We sat, not speaking, and I looked over at him. He turned and smiled at me politely, his shirt collar flapping a little in the wind.
“I hope it’s not weird for you,” I’d said to him, but not looking at him. Instead, I was staring at the horizon, beyond the highway, the orange clouds, red sun, purple sky.
“No, don’t be silly,” he’d replied, that baritone voice so familiar.
“I just wanted to know why,” I finally asked. “I need closure, you know. It’s been, what? 20 years?”
“My God, it’s been 20 years,” he chuckled.
And then he tossed an invisible speck at the speeding cars. I looked over at him, a little shy because, well, it had been 20 years since I’d talked to the guy, much less sit this close to him.
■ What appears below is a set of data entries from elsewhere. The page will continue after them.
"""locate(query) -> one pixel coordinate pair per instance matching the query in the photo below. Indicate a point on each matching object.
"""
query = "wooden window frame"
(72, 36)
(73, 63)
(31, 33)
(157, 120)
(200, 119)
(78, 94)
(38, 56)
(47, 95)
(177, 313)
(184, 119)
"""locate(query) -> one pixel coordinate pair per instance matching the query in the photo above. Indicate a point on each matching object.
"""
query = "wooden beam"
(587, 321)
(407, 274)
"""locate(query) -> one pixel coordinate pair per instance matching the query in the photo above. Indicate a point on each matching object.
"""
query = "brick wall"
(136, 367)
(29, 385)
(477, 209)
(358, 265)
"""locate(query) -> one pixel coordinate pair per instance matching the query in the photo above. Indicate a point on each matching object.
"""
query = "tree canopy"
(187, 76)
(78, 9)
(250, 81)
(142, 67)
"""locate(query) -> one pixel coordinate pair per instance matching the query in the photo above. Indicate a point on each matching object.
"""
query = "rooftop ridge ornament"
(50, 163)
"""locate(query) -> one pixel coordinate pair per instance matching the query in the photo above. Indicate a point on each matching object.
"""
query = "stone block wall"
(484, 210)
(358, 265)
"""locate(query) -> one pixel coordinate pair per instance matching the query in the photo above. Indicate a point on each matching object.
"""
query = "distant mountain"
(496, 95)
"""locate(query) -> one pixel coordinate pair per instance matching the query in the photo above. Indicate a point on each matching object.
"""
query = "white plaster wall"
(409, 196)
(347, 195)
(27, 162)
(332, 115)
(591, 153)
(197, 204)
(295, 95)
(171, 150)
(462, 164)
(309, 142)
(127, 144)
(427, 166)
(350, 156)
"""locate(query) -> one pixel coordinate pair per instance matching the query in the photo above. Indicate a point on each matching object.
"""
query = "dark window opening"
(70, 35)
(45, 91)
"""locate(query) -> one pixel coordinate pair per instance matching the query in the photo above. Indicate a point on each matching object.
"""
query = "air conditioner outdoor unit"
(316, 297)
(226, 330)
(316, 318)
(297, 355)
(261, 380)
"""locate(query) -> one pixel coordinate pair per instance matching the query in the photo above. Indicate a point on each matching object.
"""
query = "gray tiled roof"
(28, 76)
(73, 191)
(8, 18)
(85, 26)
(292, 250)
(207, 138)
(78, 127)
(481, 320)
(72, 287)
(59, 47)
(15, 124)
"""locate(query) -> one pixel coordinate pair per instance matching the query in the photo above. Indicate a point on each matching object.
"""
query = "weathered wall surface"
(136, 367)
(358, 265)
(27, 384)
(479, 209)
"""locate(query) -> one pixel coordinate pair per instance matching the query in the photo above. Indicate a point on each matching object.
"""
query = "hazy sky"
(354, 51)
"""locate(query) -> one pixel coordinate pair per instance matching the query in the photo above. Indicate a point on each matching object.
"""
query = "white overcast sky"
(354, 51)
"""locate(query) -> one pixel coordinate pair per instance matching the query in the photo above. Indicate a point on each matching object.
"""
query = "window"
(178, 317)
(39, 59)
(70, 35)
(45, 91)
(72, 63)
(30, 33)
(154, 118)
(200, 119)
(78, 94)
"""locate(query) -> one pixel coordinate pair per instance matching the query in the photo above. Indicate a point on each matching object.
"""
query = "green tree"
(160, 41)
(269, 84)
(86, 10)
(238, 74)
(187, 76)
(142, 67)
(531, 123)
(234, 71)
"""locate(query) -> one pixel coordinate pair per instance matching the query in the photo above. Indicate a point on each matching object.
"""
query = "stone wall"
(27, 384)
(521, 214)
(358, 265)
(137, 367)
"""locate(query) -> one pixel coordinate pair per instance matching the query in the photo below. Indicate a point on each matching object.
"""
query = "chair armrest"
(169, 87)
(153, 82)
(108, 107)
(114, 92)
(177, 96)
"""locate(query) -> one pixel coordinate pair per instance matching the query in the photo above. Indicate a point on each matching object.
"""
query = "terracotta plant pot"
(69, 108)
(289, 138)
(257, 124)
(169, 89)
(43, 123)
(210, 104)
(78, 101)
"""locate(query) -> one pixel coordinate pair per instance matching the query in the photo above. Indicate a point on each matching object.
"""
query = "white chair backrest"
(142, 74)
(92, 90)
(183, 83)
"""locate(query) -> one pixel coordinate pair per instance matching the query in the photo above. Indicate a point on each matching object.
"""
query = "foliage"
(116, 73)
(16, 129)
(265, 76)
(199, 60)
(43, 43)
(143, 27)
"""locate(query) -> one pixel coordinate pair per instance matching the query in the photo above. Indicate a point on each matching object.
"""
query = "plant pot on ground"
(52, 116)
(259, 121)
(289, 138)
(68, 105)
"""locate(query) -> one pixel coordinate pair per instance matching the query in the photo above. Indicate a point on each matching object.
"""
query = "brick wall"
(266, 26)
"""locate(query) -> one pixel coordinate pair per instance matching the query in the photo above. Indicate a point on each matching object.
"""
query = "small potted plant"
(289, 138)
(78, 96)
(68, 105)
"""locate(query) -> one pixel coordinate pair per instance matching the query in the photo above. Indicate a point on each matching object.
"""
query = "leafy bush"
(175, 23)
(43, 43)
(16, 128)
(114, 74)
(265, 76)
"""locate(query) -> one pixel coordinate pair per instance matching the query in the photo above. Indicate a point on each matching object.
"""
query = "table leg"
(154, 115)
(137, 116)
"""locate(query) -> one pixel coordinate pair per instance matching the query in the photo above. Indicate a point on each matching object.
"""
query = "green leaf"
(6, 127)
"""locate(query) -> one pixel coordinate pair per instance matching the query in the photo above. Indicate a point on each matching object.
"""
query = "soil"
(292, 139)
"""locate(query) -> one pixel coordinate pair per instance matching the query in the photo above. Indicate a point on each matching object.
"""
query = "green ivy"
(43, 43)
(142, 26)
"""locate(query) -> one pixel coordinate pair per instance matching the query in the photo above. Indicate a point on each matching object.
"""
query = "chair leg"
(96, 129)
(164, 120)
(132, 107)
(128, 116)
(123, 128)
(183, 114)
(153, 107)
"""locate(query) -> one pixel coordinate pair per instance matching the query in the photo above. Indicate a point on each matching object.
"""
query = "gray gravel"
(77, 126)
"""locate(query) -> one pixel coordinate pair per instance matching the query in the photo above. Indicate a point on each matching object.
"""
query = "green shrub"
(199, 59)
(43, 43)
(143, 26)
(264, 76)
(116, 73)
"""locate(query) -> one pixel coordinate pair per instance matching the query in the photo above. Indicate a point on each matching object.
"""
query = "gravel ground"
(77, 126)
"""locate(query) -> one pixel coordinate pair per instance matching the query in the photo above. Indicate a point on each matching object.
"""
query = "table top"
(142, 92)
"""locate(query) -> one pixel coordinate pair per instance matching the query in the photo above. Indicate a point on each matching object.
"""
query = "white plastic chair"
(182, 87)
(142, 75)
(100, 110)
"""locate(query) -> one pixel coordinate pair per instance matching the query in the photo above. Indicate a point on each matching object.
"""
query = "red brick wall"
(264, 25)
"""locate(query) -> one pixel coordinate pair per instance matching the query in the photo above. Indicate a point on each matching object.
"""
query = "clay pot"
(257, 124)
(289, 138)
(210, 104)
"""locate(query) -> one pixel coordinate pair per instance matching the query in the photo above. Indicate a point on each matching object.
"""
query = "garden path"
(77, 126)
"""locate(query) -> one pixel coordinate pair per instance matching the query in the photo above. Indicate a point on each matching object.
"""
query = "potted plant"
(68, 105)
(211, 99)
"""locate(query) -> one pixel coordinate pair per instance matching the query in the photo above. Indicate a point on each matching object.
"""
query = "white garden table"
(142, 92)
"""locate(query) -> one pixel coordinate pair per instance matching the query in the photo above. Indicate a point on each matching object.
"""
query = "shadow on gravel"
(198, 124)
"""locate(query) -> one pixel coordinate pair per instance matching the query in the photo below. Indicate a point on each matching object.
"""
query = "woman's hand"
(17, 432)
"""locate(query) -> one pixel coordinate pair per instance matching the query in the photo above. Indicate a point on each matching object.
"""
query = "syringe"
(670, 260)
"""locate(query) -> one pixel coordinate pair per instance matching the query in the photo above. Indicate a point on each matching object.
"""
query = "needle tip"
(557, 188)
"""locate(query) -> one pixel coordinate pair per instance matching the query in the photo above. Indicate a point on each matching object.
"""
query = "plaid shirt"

I was shy, even for a dream.
He said nothing.
I became bolder.
“Did you know? Is that why?”
He smirked, bitter, hurt, as though suddenly remembering how it had felt to be confused, guilty, lost, at 17.
“You…sort of started it, you know?” he said, looking pained, at his feet. He was wearing shiny black shoes. Must be his training.
“All the…confusion. It was hard for a 17-year old me to figure out why I couldn’t…you know?”
“It was the 80s. It must’ve been hard,” I said, genuinely sympathetic.
“And it was Ipoh. And you know my parentsla,” he said, almost whispering. I nodded, and we both fell silent.
We stayed silent for a while, as the darkness creeped over the landscape. Before I could probe further, someone called from behind. Apparently, the food was ready.
Standing, he helped me up and then looked at me.
“Maybe I have you to thank,” he said, trying to lighten the mood.
“I live to serve,” I responded, wittier than I would’ve been in real life.
Together, hands in our pockets, we walked towards our “friends” (I don’t think we ever had “friends”).
Both a little older, a little heavier and perhaps, a little less confused.
I woke up feeling as though a weight had been lifted – a 20-year old weight. Still, it is scary that something that happened in my teenage years can stay with me for so long, coloring everything I’d believed about myself, despite telling my own daughter that those things should not matter.
They have mattered for a long, long time.